Ah, but the infinite patience, the long months
Lavished on tasks that, to the common eye,
Were insignificant, never to be crowned
With great results, or even with earth’s rewards.
Could Rembrandt but have painted him, in those hours
Making his first analysis of light
Alone, there, in his darkened Cambridge room
At Trinity! Could he have painted, too,
The secret glow, the mystery, and the power,
The sense of all the thoughts and unseen spires
That soared to heaven around him!
He
stood there,
Obscure, unknown, the shadow of a man
In darkness, like a grey dishevelled ghost,
—Bare-throated, down at heel, his last
night’s supper
Littering his desk, untouched; his glimmering face,
Under his tangled hair, intent and still,—
Preparing our new universe.
He
caught
The sunbeam striking through that bullet-hole
In his closed shutter—a round white spot
of light
Upon a small dark screen.
He
interposed
A prism of glass. He saw the sunbeam break
And spread upon the screen its rainbow band
Of disentangled colours, all in scale
Like notes in music; first, the violet ray,
Then indigo, trembling softly into blue;
Then green and yellow, quivering side by side;
Then orange, mellowing richly into red.
Then, in the screen, he made a small, round hole
Like to the first; and through it passed once more
Each separate coloured ray.
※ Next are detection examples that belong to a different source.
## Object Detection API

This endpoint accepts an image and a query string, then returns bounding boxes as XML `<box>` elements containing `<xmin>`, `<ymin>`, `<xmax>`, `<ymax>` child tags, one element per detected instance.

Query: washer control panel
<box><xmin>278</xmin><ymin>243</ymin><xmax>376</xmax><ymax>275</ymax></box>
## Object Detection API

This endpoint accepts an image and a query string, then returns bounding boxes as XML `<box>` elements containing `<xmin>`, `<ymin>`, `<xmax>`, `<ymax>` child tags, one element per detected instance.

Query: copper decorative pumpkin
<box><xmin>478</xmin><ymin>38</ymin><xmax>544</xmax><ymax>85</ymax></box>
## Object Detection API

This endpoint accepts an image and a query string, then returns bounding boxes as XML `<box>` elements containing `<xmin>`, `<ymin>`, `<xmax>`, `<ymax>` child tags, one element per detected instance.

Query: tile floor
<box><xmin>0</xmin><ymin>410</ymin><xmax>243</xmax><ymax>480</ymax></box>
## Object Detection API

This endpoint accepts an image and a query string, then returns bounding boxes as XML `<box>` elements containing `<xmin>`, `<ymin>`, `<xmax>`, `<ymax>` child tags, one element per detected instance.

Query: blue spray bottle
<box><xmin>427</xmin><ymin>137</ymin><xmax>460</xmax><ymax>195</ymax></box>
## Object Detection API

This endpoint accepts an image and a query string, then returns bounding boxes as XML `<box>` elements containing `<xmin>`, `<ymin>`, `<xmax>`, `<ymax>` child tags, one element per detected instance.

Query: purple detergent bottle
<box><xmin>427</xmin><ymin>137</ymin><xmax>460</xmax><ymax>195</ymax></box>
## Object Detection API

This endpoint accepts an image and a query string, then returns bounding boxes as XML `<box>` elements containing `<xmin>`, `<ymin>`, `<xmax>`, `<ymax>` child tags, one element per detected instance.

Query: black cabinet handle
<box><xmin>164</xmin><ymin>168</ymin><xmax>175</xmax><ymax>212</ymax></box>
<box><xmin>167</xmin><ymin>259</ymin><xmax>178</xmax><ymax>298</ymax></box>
He let it strike
Another prism of glass, and saw each hue
Bent at a different angle from its path,
The red the least, the violet ray the most;
But all in scale and order, all precise
As notes in music. Last, he took a lens,
And, passing through it all those coloured rays,
Drew them together again, remerging all
On that dark screen, in one white spot of light.
So, watching, testing, proving, he resolved
The seeming random glories of our day
Into a constant harmony, and found
How in the whiteness of the sunlight sleep
Compounded, all the colours of the world.
He saw how raindrops in the clouds of heaven
Breaking the light, revealed that sevenfold arch
Of colours, ranged as on his own dark screen,
Though now they spanned the mountains and wild seas.
Then, where that old-world order had gone down
Beneath a darker deluge, he beheld
Gleams of the great new order and recalled
—Fraught with new meaning and a deeper
hope—
That covenant which God made with all mankind
Throughout all generations: I will set
My bow in the cloud, that henceforth ye may know
How deeper than the wreckage of your dreams
Abides My law, in beauty and in power.